If OPEC can cut back on oil production, it is widely expected the price of gasoline will go up by about a nickel a gallon in mid-to-late January.
Even without the Fed using its screwdriver to fine tune the economy, interest rates are rising.
On Monday, most major banks raised their prime interest rate - the rate at which they lend to their best customers - to 10.5 percent. This increase reflected a sharp rise in the cost of short-term borrowing.
Noting that the Fed could have prevented this hike, economist Brian Fabbri of Thomson McKinnon Securities says it shows a ``wily Fed that is saying maybe interest rates ought to go up as a disciplining force on the new administration.''
George Bush, in fact, is likely to hear a similar drum beat today when Paul Volcker, the former chairman of the Fed, is scheduled to testify before the National Economic Commission, the bipartisan group that is supposed to recommend to the President ways to reduce the budget deficit. Mr. Volcker is a well-known advocate of cutting spending.
Policymakers are also sure to be watching holiday sales. Early reports indicate that consumers are not digging deeply into their wallets this season. Many stores are advertising early sales in an effort to get consumers to buy. And the latest GNP numbers indicate inventories rose from the second quarter. This could put pressure on retailers to lower prices even further.
If consumer spending tails off, this might help take some heat off the Fed, says Robert Brusca, chief economist, at Nikko Securities Company International. ``What the economy needs is weaker demand and higher output,'' he says. The higher output is necessary to help produce goods for export to help eliminate the US trade deficit. ``We do have a dilemma. It is tough to fine tune the economy,'' he says.
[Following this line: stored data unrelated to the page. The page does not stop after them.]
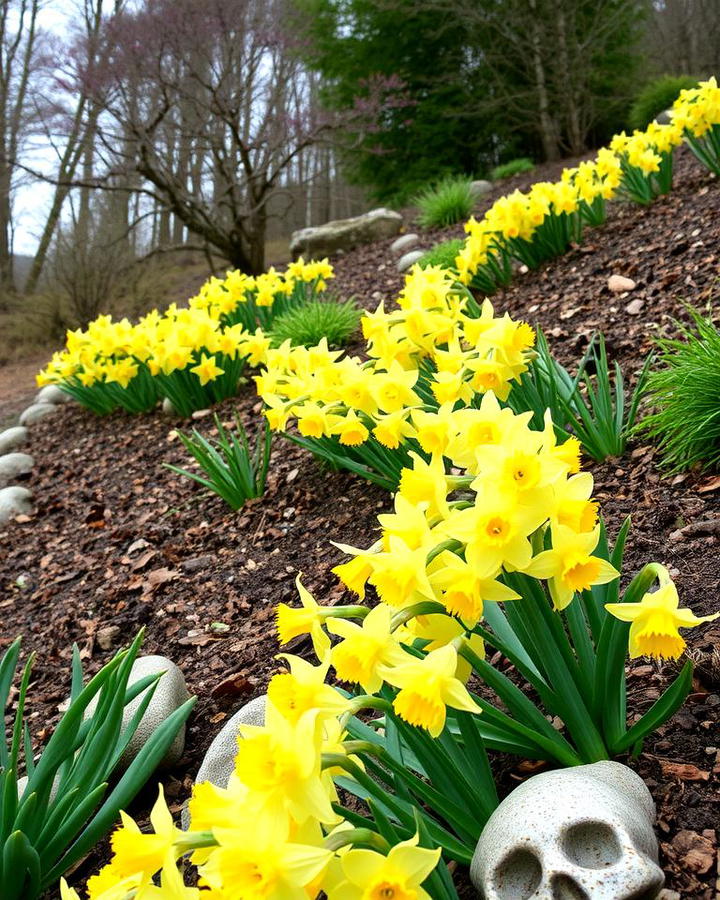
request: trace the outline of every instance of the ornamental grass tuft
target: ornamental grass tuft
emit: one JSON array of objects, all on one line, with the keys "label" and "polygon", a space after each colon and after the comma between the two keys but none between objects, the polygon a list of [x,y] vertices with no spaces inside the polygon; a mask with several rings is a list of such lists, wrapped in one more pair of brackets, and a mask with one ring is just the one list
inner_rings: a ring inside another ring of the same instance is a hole
[{"label": "ornamental grass tuft", "polygon": [[443,269],[455,269],[455,259],[463,245],[462,238],[453,238],[450,241],[443,241],[441,244],[435,244],[427,253],[418,260],[421,269],[426,266],[440,266]]},{"label": "ornamental grass tuft", "polygon": [[464,176],[444,178],[414,198],[418,220],[425,228],[444,228],[467,219],[475,206],[472,180]]},{"label": "ornamental grass tuft", "polygon": [[720,466],[720,331],[710,317],[690,314],[694,327],[678,323],[680,338],[658,341],[661,368],[648,379],[654,411],[639,426],[673,472]]},{"label": "ornamental grass tuft", "polygon": [[292,347],[314,347],[323,338],[330,347],[343,347],[357,330],[360,312],[354,300],[314,300],[279,316],[270,338],[276,347],[284,341]]}]

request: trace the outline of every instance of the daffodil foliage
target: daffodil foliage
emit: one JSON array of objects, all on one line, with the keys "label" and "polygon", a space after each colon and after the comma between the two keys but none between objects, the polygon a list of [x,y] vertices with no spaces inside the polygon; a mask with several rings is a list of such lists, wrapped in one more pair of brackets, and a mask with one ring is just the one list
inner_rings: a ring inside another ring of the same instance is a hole
[{"label": "daffodil foliage", "polygon": [[136,324],[99,316],[85,331],[68,332],[38,384],[57,384],[100,415],[147,412],[167,397],[189,416],[234,396],[245,365],[258,365],[270,345],[264,329],[316,297],[332,276],[327,260],[300,259],[256,278],[230,271],[207,281],[187,308],[172,304]]}]

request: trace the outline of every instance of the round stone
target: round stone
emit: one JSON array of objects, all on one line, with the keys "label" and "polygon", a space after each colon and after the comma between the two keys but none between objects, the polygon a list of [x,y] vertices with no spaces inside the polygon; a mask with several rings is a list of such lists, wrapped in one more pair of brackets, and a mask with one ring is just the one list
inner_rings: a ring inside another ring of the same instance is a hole
[{"label": "round stone", "polygon": [[0,487],[29,475],[34,465],[35,460],[27,453],[6,453],[0,456]]},{"label": "round stone", "polygon": [[14,428],[6,428],[0,431],[0,454],[10,453],[18,447],[22,447],[27,443],[28,430],[22,425],[16,425]]},{"label": "round stone", "polygon": [[0,488],[0,525],[32,512],[32,491],[16,484]]},{"label": "round stone", "polygon": [[33,403],[20,416],[20,424],[34,425],[35,422],[51,416],[54,412],[57,412],[57,406],[54,403]]}]

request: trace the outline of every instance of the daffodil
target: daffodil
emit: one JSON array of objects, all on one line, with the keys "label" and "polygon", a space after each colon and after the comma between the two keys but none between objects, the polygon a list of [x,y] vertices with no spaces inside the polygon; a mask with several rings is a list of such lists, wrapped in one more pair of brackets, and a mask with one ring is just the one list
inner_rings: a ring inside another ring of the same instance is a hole
[{"label": "daffodil", "polygon": [[411,725],[426,728],[432,737],[445,727],[446,707],[479,713],[480,707],[455,677],[457,663],[457,651],[448,644],[423,659],[383,666],[384,680],[400,688],[393,701],[395,712]]},{"label": "daffodil", "polygon": [[307,887],[332,858],[323,847],[288,840],[286,826],[263,818],[217,828],[215,836],[219,846],[200,867],[200,883],[223,900],[308,900]]},{"label": "daffodil", "polygon": [[557,524],[552,528],[552,549],[539,553],[526,567],[528,574],[550,579],[555,609],[565,609],[579,591],[620,577],[611,563],[592,555],[599,539],[599,526],[590,532],[578,533]]},{"label": "daffodil", "polygon": [[309,710],[314,710],[319,716],[339,716],[347,711],[350,705],[347,698],[332,685],[326,684],[330,669],[329,654],[319,666],[289,653],[281,653],[280,658],[290,664],[290,671],[273,675],[267,696],[288,722],[297,722]]},{"label": "daffodil", "polygon": [[373,607],[361,625],[348,619],[327,620],[331,634],[343,638],[331,651],[330,660],[341,681],[360,684],[368,694],[382,687],[380,666],[399,665],[407,659],[390,626],[392,610],[385,604]]},{"label": "daffodil", "polygon": [[631,659],[654,656],[677,659],[685,649],[680,628],[694,628],[702,622],[717,619],[720,613],[696,616],[691,609],[680,609],[675,584],[668,580],[639,603],[606,603],[605,609],[621,622],[630,622],[629,650]]},{"label": "daffodil", "polygon": [[278,637],[281,644],[287,644],[293,638],[301,634],[309,634],[318,659],[323,659],[330,649],[330,639],[322,629],[322,623],[331,611],[323,610],[316,602],[300,580],[302,573],[298,573],[295,579],[299,608],[288,606],[287,603],[278,603],[275,607]]},{"label": "daffodil", "polygon": [[265,815],[298,824],[337,820],[321,778],[322,722],[313,710],[289,722],[268,702],[265,725],[240,732],[235,772]]},{"label": "daffodil", "polygon": [[418,836],[390,849],[353,848],[340,865],[345,881],[328,890],[328,900],[431,900],[423,881],[440,861],[440,849],[418,847]]},{"label": "daffodil", "polygon": [[137,892],[136,900],[197,900],[200,891],[196,887],[186,887],[178,871],[175,856],[168,853],[160,874],[160,885],[143,885]]},{"label": "daffodil", "polygon": [[182,834],[173,824],[172,816],[165,803],[162,785],[158,788],[158,798],[150,812],[153,831],[144,834],[127,815],[120,813],[122,825],[113,833],[112,869],[121,878],[142,875],[148,878],[162,868],[168,851]]},{"label": "daffodil", "polygon": [[198,365],[193,366],[190,371],[197,375],[200,379],[200,384],[203,387],[208,384],[210,381],[214,381],[218,375],[224,375],[224,369],[221,369],[215,362],[215,358],[212,356],[208,356],[207,353],[203,353],[200,357],[200,362]]}]

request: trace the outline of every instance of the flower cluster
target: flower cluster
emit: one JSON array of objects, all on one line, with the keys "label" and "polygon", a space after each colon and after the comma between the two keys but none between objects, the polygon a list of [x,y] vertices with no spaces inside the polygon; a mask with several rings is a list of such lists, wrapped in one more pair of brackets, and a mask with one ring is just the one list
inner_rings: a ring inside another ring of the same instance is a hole
[{"label": "flower cluster", "polygon": [[512,261],[529,268],[564,253],[584,225],[605,220],[605,202],[622,196],[650,203],[672,184],[672,152],[683,139],[708,168],[720,174],[720,89],[714,78],[682,91],[672,123],[616,135],[592,161],[565,169],[558,182],[498,198],[468,235],[456,260],[460,280],[486,293],[507,284]]},{"label": "flower cluster", "polygon": [[479,308],[450,273],[432,266],[414,268],[398,308],[380,304],[362,328],[369,359],[339,358],[324,343],[283,345],[267,352],[257,389],[274,429],[296,420],[308,441],[364,447],[374,454],[368,465],[399,450],[396,477],[408,452],[437,450],[436,420],[454,406],[470,406],[487,391],[507,398],[535,339],[528,325],[496,316],[487,300]]},{"label": "flower cluster", "polygon": [[716,79],[680,92],[673,104],[672,123],[680,129],[692,152],[720,176],[720,88]]},{"label": "flower cluster", "polygon": [[59,384],[99,414],[145,412],[167,397],[189,415],[233,396],[246,361],[258,365],[270,344],[262,328],[331,277],[327,260],[300,259],[282,274],[211,278],[187,308],[153,310],[136,324],[99,316],[86,330],[68,332],[38,384]]}]

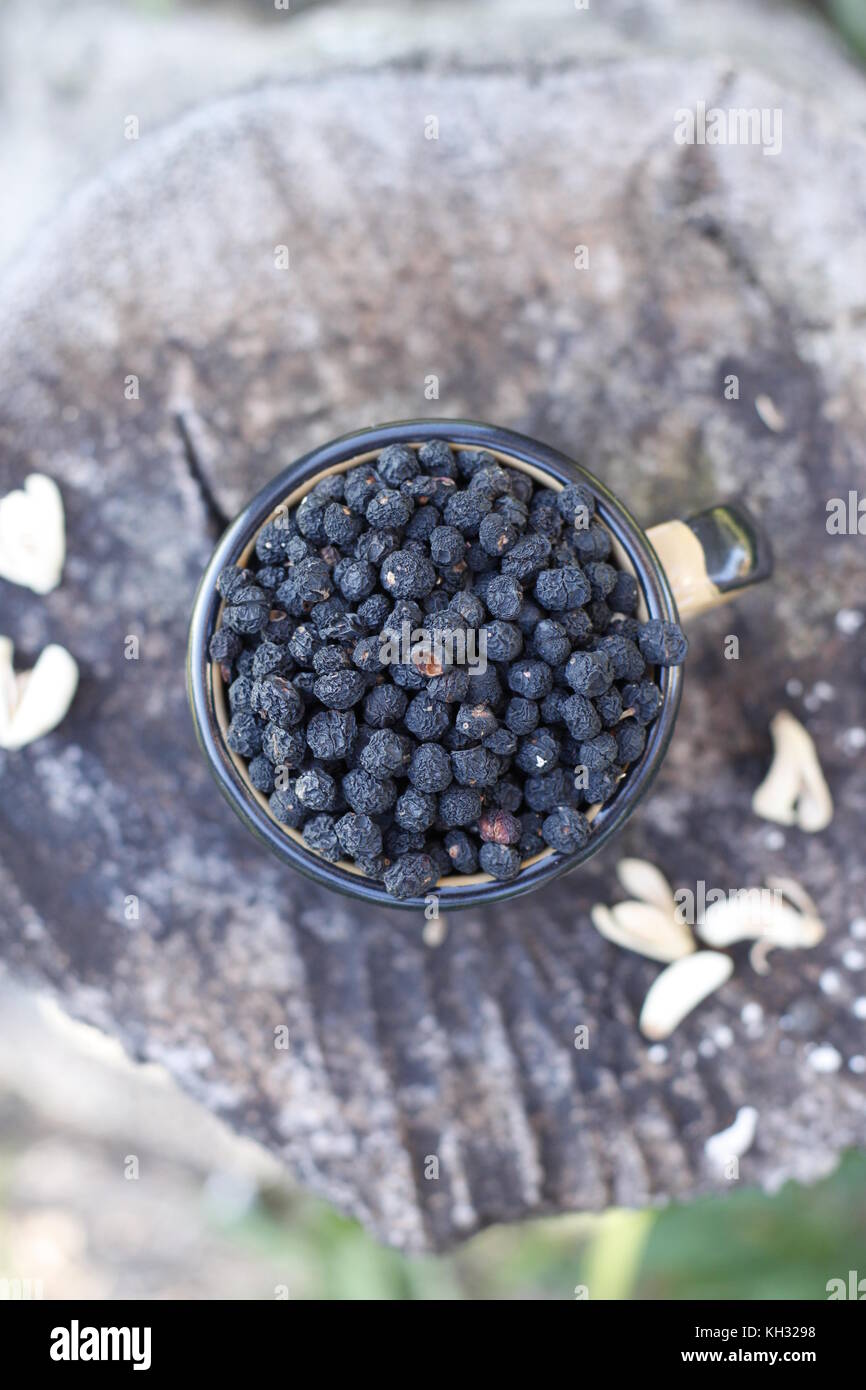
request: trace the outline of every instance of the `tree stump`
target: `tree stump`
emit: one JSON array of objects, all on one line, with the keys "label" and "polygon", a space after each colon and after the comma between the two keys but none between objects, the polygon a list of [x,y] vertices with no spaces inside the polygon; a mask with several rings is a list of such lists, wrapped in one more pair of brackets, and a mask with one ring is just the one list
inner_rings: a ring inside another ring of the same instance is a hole
[{"label": "tree stump", "polygon": [[[3,957],[404,1249],[718,1190],[704,1145],[743,1105],[747,1183],[813,1180],[866,1139],[866,628],[836,623],[866,566],[862,537],[825,526],[863,476],[866,98],[829,43],[847,123],[829,85],[651,39],[597,66],[398,65],[216,103],[131,145],[7,277],[0,491],[55,477],[69,551],[45,599],[0,584],[0,630],[23,664],[62,642],[82,680],[59,730],[0,754]],[[699,100],[782,108],[782,153],[677,145],[674,113]],[[695,625],[673,746],[620,842],[455,915],[435,948],[414,916],[265,855],[184,690],[226,518],[313,445],[425,413],[543,438],[646,525],[742,492],[777,564]],[[782,706],[832,787],[820,835],[750,811]],[[767,977],[737,949],[730,983],[650,1049],[658,967],[589,921],[625,853],[677,886],[793,875],[827,938]]]}]

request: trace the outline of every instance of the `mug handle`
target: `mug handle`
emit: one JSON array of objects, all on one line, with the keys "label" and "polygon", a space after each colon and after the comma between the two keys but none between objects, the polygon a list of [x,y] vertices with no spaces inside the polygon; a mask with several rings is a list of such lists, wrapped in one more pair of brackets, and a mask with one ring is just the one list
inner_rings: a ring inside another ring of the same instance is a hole
[{"label": "mug handle", "polygon": [[688,521],[664,521],[647,531],[681,618],[693,618],[773,573],[773,552],[760,522],[733,500]]}]

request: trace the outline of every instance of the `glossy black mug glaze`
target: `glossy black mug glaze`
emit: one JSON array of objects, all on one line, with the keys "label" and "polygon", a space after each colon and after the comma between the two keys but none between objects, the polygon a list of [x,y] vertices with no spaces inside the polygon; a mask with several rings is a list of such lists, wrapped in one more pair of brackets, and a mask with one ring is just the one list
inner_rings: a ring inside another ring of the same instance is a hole
[{"label": "glossy black mug glaze", "polygon": [[[371,455],[389,444],[420,445],[428,439],[443,439],[456,449],[487,450],[510,466],[522,467],[547,486],[585,484],[594,494],[598,516],[613,538],[618,563],[625,563],[637,579],[642,616],[679,621],[668,576],[646,533],[623,503],[572,459],[511,430],[468,420],[396,421],[332,440],[297,459],[262,488],[220,539],[196,594],[189,632],[187,684],[198,741],[229,804],[280,859],[328,888],[388,908],[418,909],[425,906],[427,898],[398,901],[381,883],[365,877],[348,862],[332,864],[322,859],[305,847],[300,832],[290,830],[273,817],[267,799],[253,788],[242,759],[225,743],[228,701],[222,676],[209,658],[208,644],[218,626],[222,605],[216,587],[220,570],[245,562],[259,530],[278,508],[286,504],[296,506],[303,493],[324,474],[369,462]],[[708,580],[720,600],[731,590],[755,583],[770,573],[766,538],[736,504],[715,507],[685,525],[691,528],[696,553],[703,556],[701,582]],[[571,855],[546,850],[527,860],[520,873],[505,882],[482,873],[440,879],[430,890],[438,898],[440,912],[486,906],[531,893],[575,869],[610,840],[649,790],[674,730],[683,668],[663,668],[658,680],[662,704],[647,731],[646,747],[610,801],[598,808],[592,836],[584,848]]]}]

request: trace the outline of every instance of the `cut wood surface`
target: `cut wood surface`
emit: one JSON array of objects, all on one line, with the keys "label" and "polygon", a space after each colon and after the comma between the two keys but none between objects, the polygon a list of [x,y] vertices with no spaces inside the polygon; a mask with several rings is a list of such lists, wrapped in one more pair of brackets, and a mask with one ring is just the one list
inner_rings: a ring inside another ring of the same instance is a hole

Concerned that the trade deficit is not improving fast enough, some investors have been selling dollars, putting the greenback under pressure on foreign currency markets in recent weeks.
To help ease this situation, Mr. Fabbri believes the major industrial countries, known at the G-7, will soon convene a special meeting to lower the official range of the dollar against the yen and the mark.
This action would help the Federal Reserve Board and other central banks since they have agreed to purchase all the dollars sold by the investors.
It might also relieve the Fed of the need to raise interest rates to defend the dollar in January. And it would give the Bush administration more time to show what it intends to do to close the budget gap.